Implementing data deduplication technology in a virtualized environment

More environments are showing an interest in implementing data deduplication in their virtualized environments. Find out what's driving this interest and what to watch out for.

More and more businesses are showing an interest in implementing data deduplication technology in their virtualized environments because of the amount of redundant data in virtual server environments.

In this Q&A with Jeff Boles, senior analyst with the Taneja Group, learn about why organizations are more interested in data dedupe for server virtualization, whether target or source deduplication is better for a virtualized environment, what to watch out for when using dedupe for virtual servers, and what VMware's vStorage APIs have brought to the scene. Read the Q&A or listen to the MP3 below.

Listen to the data deduplication in virtualized environments FAQ

Table of contents:

>>  Have you seen more interest in data deduplication technology among organizations with a virtualized environment?
>>  Is source or target deduplication being used more? Does one have benefits over the other?
>>  Does deduplication introduce any complications when you use it in a virtual server environment?
>>  Are vendors taking advantage of vStorage APIs for Data Protection?

 Have you seen more interest in data deduplication technology among organizations that have deployed server virtualization? And, if so, can you explain what's driving that interest and the benefits people might see from using dedupe when they're backing up virtual servers?

Absolutely. There's lots of interest in using deduplication for virtualized environments because there's so much redundant data in virtual server environments. Over time, we've become more disciplined as IT practitioners in how we deploy virtual servers.

We've done something we should've done a number of years ago with our general infrastructures, and that's creating a better separation of our core OS data from our application data. And consequently, we see virtualized environments that are following best practices today with these core OS images that contain most operating system files and configuration stuff. They separate that data out from application and file data in their virtual environments, and there are so many virtual servers that use very similar golden image files with similar core OS image files behind a virtual machine. So you end up with lots of redundant data across all those images. If you start deduplicating across that pool you get even better deduplication ratios even with simple algorithms than you do in a lot of non-virtualized production environments. There can be lots of benefits from using deduplication in these virtual server environments just from a capacity-utilization perspective.
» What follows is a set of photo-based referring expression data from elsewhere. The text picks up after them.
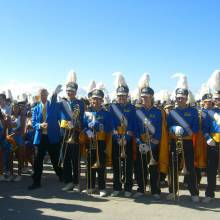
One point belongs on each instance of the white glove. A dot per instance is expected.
(144, 148)
(211, 142)
(179, 131)
(91, 124)
(90, 134)
(58, 89)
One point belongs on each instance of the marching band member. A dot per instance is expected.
(211, 131)
(148, 135)
(123, 115)
(97, 126)
(4, 145)
(45, 121)
(15, 131)
(71, 166)
(182, 123)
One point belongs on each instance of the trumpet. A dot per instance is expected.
(179, 151)
(147, 135)
(95, 145)
(122, 150)
(69, 139)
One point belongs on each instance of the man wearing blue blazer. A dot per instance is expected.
(45, 119)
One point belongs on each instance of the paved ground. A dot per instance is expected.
(49, 202)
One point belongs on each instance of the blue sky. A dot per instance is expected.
(41, 40)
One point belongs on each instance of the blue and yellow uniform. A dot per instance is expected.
(185, 119)
(71, 165)
(211, 132)
(123, 118)
(148, 136)
(98, 124)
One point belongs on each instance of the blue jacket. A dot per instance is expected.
(191, 117)
(155, 117)
(209, 124)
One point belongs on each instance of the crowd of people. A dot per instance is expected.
(142, 140)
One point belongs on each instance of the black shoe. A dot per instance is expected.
(34, 186)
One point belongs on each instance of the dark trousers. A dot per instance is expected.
(53, 150)
(189, 163)
(71, 165)
(122, 166)
(212, 166)
(141, 171)
(91, 171)
(153, 171)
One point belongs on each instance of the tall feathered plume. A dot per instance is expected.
(163, 96)
(214, 81)
(100, 86)
(191, 98)
(144, 81)
(182, 80)
(9, 95)
(91, 86)
(71, 77)
(202, 91)
(119, 80)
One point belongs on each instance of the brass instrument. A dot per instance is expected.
(179, 151)
(147, 134)
(122, 150)
(95, 146)
(218, 145)
(71, 135)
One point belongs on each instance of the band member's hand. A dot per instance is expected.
(177, 130)
(90, 134)
(70, 125)
(122, 141)
(43, 125)
(35, 150)
(144, 148)
(91, 124)
(58, 90)
(211, 142)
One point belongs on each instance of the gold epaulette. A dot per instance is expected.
(144, 138)
(173, 136)
(121, 130)
(64, 124)
(100, 136)
(216, 137)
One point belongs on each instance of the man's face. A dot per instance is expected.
(217, 102)
(44, 95)
(207, 104)
(96, 102)
(2, 100)
(181, 101)
(122, 99)
(146, 100)
(71, 94)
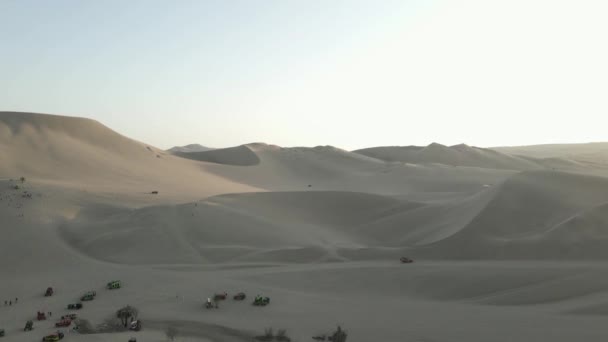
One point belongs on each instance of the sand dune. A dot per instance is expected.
(190, 148)
(84, 154)
(536, 215)
(319, 230)
(240, 155)
(464, 155)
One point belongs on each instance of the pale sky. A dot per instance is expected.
(346, 73)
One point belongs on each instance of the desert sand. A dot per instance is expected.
(507, 246)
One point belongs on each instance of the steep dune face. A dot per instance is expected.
(537, 215)
(190, 148)
(463, 155)
(574, 151)
(331, 169)
(240, 156)
(82, 153)
(268, 226)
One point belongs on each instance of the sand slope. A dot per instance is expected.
(537, 215)
(501, 255)
(190, 148)
(464, 155)
(84, 154)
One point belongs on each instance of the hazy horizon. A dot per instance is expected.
(351, 74)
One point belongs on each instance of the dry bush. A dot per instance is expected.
(282, 336)
(171, 333)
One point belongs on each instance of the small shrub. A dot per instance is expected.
(171, 333)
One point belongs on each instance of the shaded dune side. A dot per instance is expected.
(84, 154)
(464, 155)
(289, 226)
(238, 156)
(536, 215)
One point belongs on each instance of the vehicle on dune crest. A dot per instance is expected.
(135, 325)
(405, 260)
(114, 284)
(261, 301)
(87, 297)
(63, 323)
(53, 337)
(220, 296)
(29, 325)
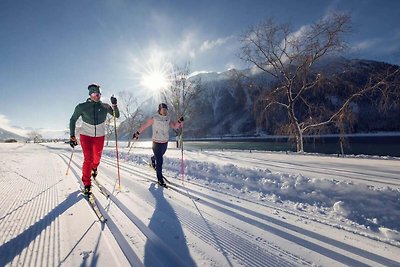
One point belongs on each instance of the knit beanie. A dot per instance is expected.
(94, 88)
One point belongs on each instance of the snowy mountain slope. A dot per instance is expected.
(223, 216)
(4, 135)
(225, 106)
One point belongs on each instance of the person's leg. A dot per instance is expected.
(159, 151)
(98, 145)
(87, 149)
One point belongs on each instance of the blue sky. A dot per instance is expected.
(51, 50)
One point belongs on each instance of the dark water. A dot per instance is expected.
(366, 145)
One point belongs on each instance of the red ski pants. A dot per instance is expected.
(92, 148)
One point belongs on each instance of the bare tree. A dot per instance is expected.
(181, 93)
(289, 57)
(131, 111)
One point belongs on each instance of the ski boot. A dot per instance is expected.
(88, 190)
(162, 183)
(94, 173)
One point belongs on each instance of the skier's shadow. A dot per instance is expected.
(166, 225)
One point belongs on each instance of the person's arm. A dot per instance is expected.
(72, 122)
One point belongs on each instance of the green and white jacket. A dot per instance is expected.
(94, 115)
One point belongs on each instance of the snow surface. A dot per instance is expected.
(236, 208)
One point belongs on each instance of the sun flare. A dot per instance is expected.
(154, 80)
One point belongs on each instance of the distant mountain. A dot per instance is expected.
(226, 106)
(4, 135)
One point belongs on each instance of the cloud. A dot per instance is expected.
(366, 44)
(208, 45)
(5, 125)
 What kind of data deduplication is typically being used for this type of application? Do you see source dedupe or target, and does one have benefits over the other? 

There are some differences in data deduplication technologies today. You can choose to apply it in two places -- either the backup target (generally the media server), or you can choose to apply it at the source through the use of technologies like Symantec's PureDisk, EMC Avamar or some of the other virtualization-specialized vendors out there today.

source deduplication is being adopted more today than it ever has before and it's particularly useful in a virtual environment. First you have a lot of contention for I/O in a virtualization environment, and what you see when you start doing backup jobs there. Generally, when folks start virtualizing, they try to stick with the same approach, and that's with a backup agent that's backing up data to an external media server to a target, following the same old backup catalog jobs, and doing it the same way they were in physical environments. But you end up packing all that stuff in one piece of hardware that has all these virtual machines (VMs) on it, so you're writing a whole bunch of backup jobs across one piece of hardware. You get a whole lot of I/O contention, especially across the WANs, and more so across LANs. But any time you're going out to the network you're getting quite a bit of I/O bottlenecking at that physical hardware layer. So the traditional backup approach ends up stretching out your backup windows and messes with your recovery time objectives (RTOs) and recovery point objectives (RPOs) because everything is a little slower going through that piece of hardware.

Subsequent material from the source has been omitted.